Can anyone shed any further light on this? This ticket is for my dad, and I DO NOT want him getting kicked out of the room or off the train by an overzealous conductor who thinks that he's abusing the system somehow. All other sleepers on the train are sold out, and the H room is the only option. Has anyone who is not qualified gotten the H bedroom with points? Any issues with the conductor?


----------



## darien-l (Jun 23, 2010)

I decided to make one more phone call to AGR, and spoke to a supervisor. He seemed very knowledgeable and did a good job explaining the rules.
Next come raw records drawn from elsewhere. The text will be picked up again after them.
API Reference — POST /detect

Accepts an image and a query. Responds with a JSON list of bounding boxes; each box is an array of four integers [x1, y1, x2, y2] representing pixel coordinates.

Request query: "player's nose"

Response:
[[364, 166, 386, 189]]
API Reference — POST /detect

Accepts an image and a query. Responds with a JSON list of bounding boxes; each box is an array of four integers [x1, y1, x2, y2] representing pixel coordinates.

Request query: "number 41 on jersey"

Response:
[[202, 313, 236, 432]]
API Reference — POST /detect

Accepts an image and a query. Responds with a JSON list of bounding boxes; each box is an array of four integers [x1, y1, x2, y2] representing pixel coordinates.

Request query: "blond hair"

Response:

He said that "we prefer that you be mobility-impaired in some way, but no documentation needs to be provided to AGR, and we will book an accessible bedroom for you if you insist on it. From there on, it's up to the conductor. If you book your ticket more than 14 days in advance, and fail to provide documentation of disability to the conductor, the conductor may ask you to vacate the room for violating Amtrak rules. If you book your ticket less than 14 days in advance, it should be fine, since these rooms are basically up for grabs by then. However, because you are not traveling on a paid Amtrak ticket, the 14-day rule does not explicitly apply, and there is a small chance that the conductor may ask you to vacate the room if a mobility-impaired person from coach requests a paid upgrade."
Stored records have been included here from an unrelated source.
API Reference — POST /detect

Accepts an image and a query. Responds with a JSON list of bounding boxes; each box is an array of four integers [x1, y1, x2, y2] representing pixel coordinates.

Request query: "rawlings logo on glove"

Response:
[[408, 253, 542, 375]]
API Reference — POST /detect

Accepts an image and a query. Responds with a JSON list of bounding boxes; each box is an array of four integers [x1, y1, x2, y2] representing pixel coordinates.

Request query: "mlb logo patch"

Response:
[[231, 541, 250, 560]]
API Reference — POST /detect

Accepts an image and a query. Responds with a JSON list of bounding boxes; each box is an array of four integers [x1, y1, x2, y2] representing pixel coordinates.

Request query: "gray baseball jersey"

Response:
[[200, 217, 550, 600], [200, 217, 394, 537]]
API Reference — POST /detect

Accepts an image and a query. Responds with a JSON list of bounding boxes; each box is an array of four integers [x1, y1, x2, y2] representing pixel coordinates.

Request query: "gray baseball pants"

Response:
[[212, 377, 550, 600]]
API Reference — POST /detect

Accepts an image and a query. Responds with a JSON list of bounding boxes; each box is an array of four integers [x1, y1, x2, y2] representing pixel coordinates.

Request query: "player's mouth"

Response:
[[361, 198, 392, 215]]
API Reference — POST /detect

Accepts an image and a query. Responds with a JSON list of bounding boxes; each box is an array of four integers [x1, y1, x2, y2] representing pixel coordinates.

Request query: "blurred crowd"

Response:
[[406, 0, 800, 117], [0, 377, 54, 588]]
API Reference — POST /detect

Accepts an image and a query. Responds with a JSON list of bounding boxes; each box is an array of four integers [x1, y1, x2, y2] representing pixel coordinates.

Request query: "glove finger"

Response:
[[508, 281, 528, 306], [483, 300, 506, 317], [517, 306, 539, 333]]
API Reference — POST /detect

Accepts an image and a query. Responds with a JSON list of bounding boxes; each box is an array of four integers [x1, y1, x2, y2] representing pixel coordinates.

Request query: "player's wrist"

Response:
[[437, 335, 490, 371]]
So, it sounds like it's reasonably safe to book, but it would still be good to have field reports. Are conductors well aware of the 14-day rule? Do paid tickets for H rooms, booked for unqualified persons less than 14 days in adavance say something like "disability documentation requirement waived"? Would it be a problem if an AGR ticket doesn't say that?


----------



## RRrich (Jun 23, 2010)

Wouldn't it be nice if AGR would post a set of WRITTEN rules that we could count on to be correct?


----------



## darien-l (Jun 23, 2010)

Nothing in the AGR Terms and Conditions about accessible bedrooms: https://www.amtrakguestrewards.com/index.cf...;loc=tandc.html

My impression is that AGR simply doesn't want to deal with this issue, and passes the buck to the conductor to sort out who belongs in the H room and who doesn't.

My worry is that it that some inflexible, by-the-book conductor might go through the following thought process:

Does the person in the room appear mobility impaired? No

Does the person in the room have any documentation proving a disability? No

Does his ticket say that disability requirement is waived? No

Result: "Sir, I'm going to have to ask you to vacate this room."
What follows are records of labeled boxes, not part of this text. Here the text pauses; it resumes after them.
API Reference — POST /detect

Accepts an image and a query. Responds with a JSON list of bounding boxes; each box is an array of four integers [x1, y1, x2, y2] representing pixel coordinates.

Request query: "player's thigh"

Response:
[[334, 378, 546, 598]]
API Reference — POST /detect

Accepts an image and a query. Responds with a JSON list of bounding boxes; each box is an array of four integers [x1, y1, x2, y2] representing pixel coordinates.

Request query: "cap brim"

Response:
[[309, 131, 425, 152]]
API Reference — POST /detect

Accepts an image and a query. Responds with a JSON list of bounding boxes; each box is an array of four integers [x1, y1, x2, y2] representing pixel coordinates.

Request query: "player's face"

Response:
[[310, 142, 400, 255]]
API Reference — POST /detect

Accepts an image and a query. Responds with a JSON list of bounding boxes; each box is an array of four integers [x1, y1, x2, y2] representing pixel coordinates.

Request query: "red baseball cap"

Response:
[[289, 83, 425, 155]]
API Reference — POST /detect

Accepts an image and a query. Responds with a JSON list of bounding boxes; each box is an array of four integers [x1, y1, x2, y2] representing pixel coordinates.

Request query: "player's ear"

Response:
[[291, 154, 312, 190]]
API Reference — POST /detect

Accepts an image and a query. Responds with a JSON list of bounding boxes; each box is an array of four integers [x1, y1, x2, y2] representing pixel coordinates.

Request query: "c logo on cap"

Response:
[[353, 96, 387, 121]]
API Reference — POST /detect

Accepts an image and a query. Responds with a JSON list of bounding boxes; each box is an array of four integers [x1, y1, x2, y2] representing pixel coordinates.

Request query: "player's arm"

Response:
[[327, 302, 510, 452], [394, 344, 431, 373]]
Can anyone tell me whether that's a plausible scenario?


----------



## Hamhock (Jun 28, 2010)

darien-l said:


> Nothing in the AGR Terms and Conditions about accessible bedrooms: https://www.amtrakgu...;loc=tandc.html
> 
> My impression is that AGR simply doesn't want to deal with this issue, and passes the buck to the conductor to sort out who belongs in the H room and who doesn't.
> 
> ...


Just have your father wince and hold his back a lot.


----------



## Ryan (Jun 28, 2010)

darien-l said:


> Does his ticket say that disability requirement is waived? No


This raises an interesting question - if I purchase an H room ticket in the 2 week window, is there any indication of that on the ticket (I don't have a ticket handy to see if the date of purchase appears on it)? Assuming that it doesn't, how does the conductor have any say in the matter? If you've got a ticket for the H room, you should be able to stay in it (I would think).


----------



## AlanB (Jun 28, 2010)

I'm pretty sure that just like with say a AAA discount, it's pretty clearly indicated on the tickets that one got the H-room because you have a disability.

If you purchased/AGR'd your ticket within the 2 week window, that they indicator would not be on the ticket and the conductor would know not to ask for paperwork to prove your disability.


----------



## darien-l (Jun 28, 2010)

Two things:

1) The date of purchase is NOT indicated on the ticket, just the "date of issue", which is the date the ticket was printed (usually the day of travel).

2) I'm worried about the AGR supervisor's statement that the 14-day rule does not apply to AGR tickets, just paid ones. I take that to mean that an H-room AGR ticket purchased within the 14-day window would be identical to the one purchased outside of the window. (Including the statement that the person got the H-room because of a disability)

Unless someone can confirm otherwise, I think I'll give this trip to miss. As I said, it's for my father, who doesn't speak English well to boot, and I don't want to risk putting him in a confrontation with a conductor. I'm looking to do an AGR trip myself in August, so I'll grab an H-room on one of my trains within a 14-day window (provided one is available), and see how it goes. I'd rather do this experiment on myself first, I think.


----------



## darien-l (Jun 28, 2010)

Also, here's my best guess for why things are the way they are with AGR:

Anyone can book an H-room with AGR points months in advance, then cancel within the 14-day window and immediately re-book. The best way to prevent that kind of abuse is to request documentation of disability at the time of ticketing, as Amtrak does. AGR doesn't want to deal with this paperwork, and finds it easier to simply slap "proof of disability required" on all tickets, regardless of date of issue, and let the conductor deal with it.


----------